Saya jadi teringat telepon Peter Rohi selepas subuh tadi bahwa Megawati bakal kalah, padahal pemungutan suara belum dilakukan. Peter bukan dukun politik, ia pasti punya pisau analisa dan hitung-hitungannya. Menarik ini.
***
Pertengahan Januari 1990 Valens Goa Doy sebagai pucuk pimpinan Harian Surya mengutus koleganya sesama wartawan senior sekaligus Redpel Surya Peter A Rohi untuk meliput hukuman gantung Basri Masse di Sabah. Tengah malam menjelang eksekusi, Valens dengan harap-harap cemas menunggu Peter di ruang composing, yang belum mengabarkan prosesi hukum gantung. Sementara judul headline sudah dibuat ‘Basri Masse akan Digantung’.

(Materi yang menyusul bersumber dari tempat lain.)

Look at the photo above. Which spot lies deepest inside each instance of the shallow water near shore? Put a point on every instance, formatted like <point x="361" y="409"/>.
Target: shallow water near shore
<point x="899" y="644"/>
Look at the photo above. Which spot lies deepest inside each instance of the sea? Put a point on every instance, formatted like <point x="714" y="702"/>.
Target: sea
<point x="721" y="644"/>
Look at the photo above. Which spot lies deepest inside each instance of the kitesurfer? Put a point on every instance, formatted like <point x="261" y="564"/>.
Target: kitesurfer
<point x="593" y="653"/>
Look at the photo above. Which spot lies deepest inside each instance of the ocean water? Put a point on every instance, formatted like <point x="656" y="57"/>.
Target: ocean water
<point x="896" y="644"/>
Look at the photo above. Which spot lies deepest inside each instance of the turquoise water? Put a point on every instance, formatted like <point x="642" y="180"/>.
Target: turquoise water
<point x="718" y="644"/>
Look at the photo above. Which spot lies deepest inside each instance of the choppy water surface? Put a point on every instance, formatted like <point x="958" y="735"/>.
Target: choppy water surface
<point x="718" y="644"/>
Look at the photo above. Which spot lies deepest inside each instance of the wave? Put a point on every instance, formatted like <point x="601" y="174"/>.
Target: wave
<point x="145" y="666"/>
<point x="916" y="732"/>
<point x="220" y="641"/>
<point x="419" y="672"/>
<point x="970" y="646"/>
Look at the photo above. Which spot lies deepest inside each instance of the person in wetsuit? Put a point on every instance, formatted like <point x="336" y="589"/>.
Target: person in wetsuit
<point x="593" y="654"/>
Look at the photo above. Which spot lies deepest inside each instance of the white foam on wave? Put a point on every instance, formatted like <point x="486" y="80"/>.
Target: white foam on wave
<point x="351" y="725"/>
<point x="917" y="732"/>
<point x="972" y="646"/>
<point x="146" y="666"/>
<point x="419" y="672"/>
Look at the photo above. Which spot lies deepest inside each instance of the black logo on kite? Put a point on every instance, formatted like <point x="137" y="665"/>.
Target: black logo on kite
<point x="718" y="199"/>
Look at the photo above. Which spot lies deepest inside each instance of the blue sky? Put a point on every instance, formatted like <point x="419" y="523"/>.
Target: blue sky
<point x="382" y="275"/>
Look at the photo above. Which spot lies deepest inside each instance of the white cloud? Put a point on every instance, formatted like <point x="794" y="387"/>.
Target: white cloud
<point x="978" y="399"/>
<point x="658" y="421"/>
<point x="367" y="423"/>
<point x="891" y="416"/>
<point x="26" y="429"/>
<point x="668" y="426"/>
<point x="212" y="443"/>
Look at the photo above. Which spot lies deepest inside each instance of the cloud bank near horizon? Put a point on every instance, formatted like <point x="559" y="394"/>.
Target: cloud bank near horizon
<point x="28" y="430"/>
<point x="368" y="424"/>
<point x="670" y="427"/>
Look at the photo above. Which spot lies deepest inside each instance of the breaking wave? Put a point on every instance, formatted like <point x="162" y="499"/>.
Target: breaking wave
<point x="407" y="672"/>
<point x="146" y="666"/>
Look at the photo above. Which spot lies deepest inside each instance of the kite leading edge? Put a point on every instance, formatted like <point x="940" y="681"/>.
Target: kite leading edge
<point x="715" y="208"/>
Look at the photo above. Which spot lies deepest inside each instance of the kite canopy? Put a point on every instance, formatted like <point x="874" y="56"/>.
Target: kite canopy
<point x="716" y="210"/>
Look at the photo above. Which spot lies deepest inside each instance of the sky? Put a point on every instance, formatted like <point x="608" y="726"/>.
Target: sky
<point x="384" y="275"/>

Beberapa menit kemudian telepon dari Peter berdering. Suara Valens menggelegar. Tapi suara Peter kalem, malah cenderung lembut. Ini karena ia menelepon dengan berupaya menjauh dari kerumunan wartawan Indonesia yang berkumpul meliput (untuk mengamankan eksklusifitas hasil liputan), sementara jam menunjukkan hampir pukul 01.00, saat film sudah siap dikirim ke percetakan, untuk naik cetak. “Valens, hapuskan kata ‘akan’, langsung saja ‘Basri Masse Digantung!’
“Saat hukuman mati dilakukan, jika mendengar Adzan meski cuma lamat-lamat, berarti eksekusi seketika dilakukan. Konsentrasi saya cuma berupaya mendengarkan adzan dari dalam penjara,” tutur Peter sepulang dari liputan.
Dan, benar saja, Surya menjadi satu-satunya koran harian di Indonesia yang menulis bahwa ‘Basri Masse Digantung’, bahkan Kompas – induk koran Surya – masih membuat judul ‘Basri Masse akan Digantung’.
Koran Surya edisi 19 Januari 1990, saat Basri Masse digantung di Penjara Kepayan, Kota Kinabalu, Sabah, menjadi koran yang ditunggu pembaca kendati selesai cetak menjelang subuh. Koran milik grup Pos Kota yang belum genap berusia dua bulan semenjak dikelola oleh manajemen Kompas itu semakin menajamkan persaingan dengan koran penguasa Jawa Timur Jawa Pos.
***
“Besok, saya ingin HL koran kita berjudul... Pilih nara sumbernya. Kita jangan pernah menyajikan berita sampah...” Kalimat ini saban kali diulang-ulang oleh Peter A Rohi saat pagi pukul 06.00 kepada beberapa orang saja, termasuk saya. Itu dulu sekali, tahun 1988-1989.
HL dan feature tulisan kakinya khas, melulu soal komunis dan PKI, padahal koran kami di bawah pengelolaan Kodam Jaya. Hingga beberapa agen, juga pembaca, menyebut koran kami dengan Koran PKI. Koran yang tak pernah abai menuliskan soal komunis.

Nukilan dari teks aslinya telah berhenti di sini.